Bo Zeng, Zijia Zhao, Zhong Chen, Dongmei Pan, Zhongliang Lv, Yanyun Ma
Fusion Science and Technology | Volume 77 | Number 2 | February 2021 | Pages 88-97
Technical Paper | doi.org/10.1080/15361055.2020.1850158
Articles are hosted by Taylor and Francis Online.
Fusion power, which generates electricity from the heat of fusion reactions, has the potential to solve the future energy crisis; hence, methods have been developed to study fusion reactions in a fusion reactor. For neutronic analyses of a fusion reactor, the reaction rate should be precisely calculated. The traditional calculation method has some defects. First, the deuterium-tritium fusion reaction cross-section data used are of the semiclassical model described by Gamow theory, which provides relatively accurate cross sections at energies below several hundreds of kilo-electron-volts in a center-of-mass frame.
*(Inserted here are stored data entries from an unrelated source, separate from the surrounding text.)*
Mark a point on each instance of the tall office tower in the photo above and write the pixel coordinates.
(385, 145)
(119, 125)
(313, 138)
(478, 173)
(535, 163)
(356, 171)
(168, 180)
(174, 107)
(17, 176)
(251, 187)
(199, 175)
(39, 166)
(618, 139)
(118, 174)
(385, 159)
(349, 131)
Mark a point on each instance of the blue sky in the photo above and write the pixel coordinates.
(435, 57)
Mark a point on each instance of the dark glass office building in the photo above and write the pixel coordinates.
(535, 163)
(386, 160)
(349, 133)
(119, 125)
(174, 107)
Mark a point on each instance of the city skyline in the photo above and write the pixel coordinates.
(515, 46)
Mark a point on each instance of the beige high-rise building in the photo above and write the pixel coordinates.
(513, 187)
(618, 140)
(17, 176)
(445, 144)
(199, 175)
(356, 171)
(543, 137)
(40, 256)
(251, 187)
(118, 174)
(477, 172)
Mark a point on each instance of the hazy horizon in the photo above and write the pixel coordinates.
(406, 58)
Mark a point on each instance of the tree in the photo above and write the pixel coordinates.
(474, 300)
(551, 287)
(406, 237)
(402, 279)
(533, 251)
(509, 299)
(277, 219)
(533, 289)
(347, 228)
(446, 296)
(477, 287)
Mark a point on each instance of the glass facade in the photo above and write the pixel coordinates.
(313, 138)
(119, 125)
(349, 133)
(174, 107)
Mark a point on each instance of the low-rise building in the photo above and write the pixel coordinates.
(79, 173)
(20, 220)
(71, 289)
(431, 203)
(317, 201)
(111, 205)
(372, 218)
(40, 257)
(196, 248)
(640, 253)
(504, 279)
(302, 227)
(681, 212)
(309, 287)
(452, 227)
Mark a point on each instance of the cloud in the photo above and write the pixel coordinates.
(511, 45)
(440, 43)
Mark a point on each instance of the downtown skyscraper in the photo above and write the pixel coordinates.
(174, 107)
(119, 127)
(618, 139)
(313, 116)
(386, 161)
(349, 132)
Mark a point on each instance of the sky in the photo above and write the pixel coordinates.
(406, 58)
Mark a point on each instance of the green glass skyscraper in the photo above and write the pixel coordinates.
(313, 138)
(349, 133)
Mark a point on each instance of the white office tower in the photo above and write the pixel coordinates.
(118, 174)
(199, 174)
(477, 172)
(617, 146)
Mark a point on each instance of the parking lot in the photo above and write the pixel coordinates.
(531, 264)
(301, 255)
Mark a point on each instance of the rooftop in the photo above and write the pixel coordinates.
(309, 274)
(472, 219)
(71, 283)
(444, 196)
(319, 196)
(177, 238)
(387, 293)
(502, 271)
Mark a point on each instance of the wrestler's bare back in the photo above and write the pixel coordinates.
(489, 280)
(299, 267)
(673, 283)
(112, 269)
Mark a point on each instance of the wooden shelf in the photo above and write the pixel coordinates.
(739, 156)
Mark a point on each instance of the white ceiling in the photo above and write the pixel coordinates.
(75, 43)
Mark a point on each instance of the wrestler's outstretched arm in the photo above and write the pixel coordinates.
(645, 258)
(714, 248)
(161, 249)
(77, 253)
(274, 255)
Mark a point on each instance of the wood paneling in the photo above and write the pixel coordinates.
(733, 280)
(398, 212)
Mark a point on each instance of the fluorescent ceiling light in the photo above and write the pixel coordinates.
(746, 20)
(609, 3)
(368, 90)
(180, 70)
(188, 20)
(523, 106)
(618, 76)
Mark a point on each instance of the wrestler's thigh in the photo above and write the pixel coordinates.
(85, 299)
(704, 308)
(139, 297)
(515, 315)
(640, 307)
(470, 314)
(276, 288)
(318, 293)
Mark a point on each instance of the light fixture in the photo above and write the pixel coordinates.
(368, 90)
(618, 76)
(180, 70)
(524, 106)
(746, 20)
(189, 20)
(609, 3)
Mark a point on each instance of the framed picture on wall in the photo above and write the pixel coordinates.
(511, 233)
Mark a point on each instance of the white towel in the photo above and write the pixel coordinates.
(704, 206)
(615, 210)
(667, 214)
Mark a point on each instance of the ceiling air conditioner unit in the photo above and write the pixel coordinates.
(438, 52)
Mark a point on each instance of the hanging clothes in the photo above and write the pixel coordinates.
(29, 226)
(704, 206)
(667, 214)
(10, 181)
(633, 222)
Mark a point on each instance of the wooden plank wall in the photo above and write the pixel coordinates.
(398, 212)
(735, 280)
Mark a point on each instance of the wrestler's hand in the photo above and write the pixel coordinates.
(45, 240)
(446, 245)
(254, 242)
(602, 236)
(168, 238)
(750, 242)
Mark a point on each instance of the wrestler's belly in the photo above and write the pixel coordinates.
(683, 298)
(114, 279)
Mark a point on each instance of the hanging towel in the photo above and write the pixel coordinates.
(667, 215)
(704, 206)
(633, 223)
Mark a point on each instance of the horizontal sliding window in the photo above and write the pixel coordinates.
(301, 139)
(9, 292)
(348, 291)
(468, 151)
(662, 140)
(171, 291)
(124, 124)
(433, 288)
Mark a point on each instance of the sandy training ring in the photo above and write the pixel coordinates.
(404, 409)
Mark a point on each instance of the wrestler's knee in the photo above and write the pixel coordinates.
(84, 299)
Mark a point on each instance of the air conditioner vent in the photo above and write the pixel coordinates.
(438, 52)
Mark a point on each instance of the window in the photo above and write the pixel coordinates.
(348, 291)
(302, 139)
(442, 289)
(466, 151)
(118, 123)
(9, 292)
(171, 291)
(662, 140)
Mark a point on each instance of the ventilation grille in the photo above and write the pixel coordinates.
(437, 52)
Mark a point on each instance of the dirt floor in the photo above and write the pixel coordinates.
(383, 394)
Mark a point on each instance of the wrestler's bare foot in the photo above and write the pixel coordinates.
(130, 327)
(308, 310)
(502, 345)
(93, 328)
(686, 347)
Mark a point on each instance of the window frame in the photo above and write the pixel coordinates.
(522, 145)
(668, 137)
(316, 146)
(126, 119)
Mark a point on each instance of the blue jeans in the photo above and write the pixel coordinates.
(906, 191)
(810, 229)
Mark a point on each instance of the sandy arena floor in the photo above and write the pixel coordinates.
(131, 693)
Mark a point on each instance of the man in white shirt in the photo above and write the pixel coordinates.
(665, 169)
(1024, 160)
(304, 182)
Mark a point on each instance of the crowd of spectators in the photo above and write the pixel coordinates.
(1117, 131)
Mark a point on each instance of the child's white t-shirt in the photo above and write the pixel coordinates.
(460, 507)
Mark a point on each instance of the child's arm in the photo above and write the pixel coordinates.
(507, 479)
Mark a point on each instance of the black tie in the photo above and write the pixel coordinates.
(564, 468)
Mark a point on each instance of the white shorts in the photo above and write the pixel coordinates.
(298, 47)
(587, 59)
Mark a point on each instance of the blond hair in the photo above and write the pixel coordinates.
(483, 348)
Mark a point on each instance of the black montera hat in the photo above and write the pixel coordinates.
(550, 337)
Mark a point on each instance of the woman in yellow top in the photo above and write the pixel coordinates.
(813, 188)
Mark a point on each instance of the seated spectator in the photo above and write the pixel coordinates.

However, when energies increase, the data may be inaccurate. The ENDF/B-VI database provides accurate energies below 30 MeV. Since tokamak research always aims to raise the temperature inside, the ENDF/B-VI database may be more accurate at high temperatures and fit the research better. Second, adjacent plasmas with different temperatures and densities may influence each other and finally influence the reaction rate, which is not taken into account in the traditional calculation method. In this work, a numerical algorithm based on the ENDF/B-VI database employs both the Monte Carlo method and the discrete ordinates (SN) method, which is used to simulate the transportation process to obtain more accurate reaction rate results. Parameters of the European demonstration fusion power plant (DEMO) A-mode are used to calculate the reaction rate by both the traditional method and the new algorithm. The differences of the results are shown, and the total reaction rate of the new algorithm is 4.23% higher than that of the traditional method.